In Irlanda uccide Moroldo, gigante fratello del Re e ferito con una spada avvelenata. E’ curato da Isotta la Bionda, figlia del Re e nipote del gigante ucciso.
Tristano dopo la guarigione torna in Cornovaglia dove il Re Marco e’ deciso a prendere per moglie chi fosse la proletaria del capello d’oro portato da una rondine.
Tristano ricorda Isotta, quindi parte per l’Irlanda e nel combattimento con un drago rimane ferito e curato nuovamente da Isotta che si imbarca con Tristano verso la Bretagna per sposare Marco e salvare i territori.
La mamma di Isotta consegna alla serva Brangania, un filtro magico per far innamorare la figlia del futuro marito, il filtro per errore viene bevuto da Tristano e Isotta che si innamorano perdutamente.

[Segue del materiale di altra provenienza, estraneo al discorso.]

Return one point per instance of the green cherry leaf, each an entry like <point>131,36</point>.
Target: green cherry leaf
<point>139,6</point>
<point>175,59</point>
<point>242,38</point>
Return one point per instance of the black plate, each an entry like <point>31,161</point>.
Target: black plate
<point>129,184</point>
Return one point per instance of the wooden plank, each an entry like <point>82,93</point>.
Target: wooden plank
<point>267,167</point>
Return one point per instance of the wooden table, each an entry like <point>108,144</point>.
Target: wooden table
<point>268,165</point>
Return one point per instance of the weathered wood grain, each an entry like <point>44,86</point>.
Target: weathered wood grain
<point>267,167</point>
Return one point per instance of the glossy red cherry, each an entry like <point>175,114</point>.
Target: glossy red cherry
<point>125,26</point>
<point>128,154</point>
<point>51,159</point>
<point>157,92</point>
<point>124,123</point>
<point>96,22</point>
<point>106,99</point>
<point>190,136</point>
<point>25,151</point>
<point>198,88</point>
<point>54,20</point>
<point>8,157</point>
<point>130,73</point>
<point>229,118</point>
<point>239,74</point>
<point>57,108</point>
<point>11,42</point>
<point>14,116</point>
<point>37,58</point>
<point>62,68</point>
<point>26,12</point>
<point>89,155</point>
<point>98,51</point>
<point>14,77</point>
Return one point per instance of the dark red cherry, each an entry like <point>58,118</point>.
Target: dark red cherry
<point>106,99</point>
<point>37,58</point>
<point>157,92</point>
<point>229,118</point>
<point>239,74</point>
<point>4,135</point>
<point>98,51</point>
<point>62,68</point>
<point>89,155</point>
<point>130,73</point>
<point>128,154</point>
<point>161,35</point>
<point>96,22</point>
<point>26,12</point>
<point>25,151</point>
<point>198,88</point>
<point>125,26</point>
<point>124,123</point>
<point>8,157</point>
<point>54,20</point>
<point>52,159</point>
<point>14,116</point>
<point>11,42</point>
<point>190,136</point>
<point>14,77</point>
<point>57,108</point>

Nonostante questo Isotta sposa il Re Marco ma continua la relazione clandestina con Tristano fino a quando non vengono scoperti dal Re e fuggono nella foresta.
Dopo alcuni anni Tristano decide di restituire la donna al re, e auto esiliarsi in Bretagna dove sposa Isotta dalle Bianche Mani.
Tristano si reca piu’ volte a trovare la regina in Cornovaglia e la loro relazione amorosa continua.
Ferito gravemente durante una spedizione, Tristano manda a chiamare Isotta La Bionda, chiedendo che siano usate vele bianche se lei accettasse di venire oppure vele nere se rifiutasse.
Isotta La Bionda accetta, ma la moglie di Tristano, avendo scoperto il loro amore, usa vele nere. Credendo che Isotta abbia rifiutato di salvarlo Tristano si lascia morire e quando Isotta lo trova muore anch’essa di dolore.
La moglie di Tristano pentita li fa seppellire insieme e sulla loro tomba crescera’ un nocciolo e un caprifoglio che saranno intrecciati per sempre.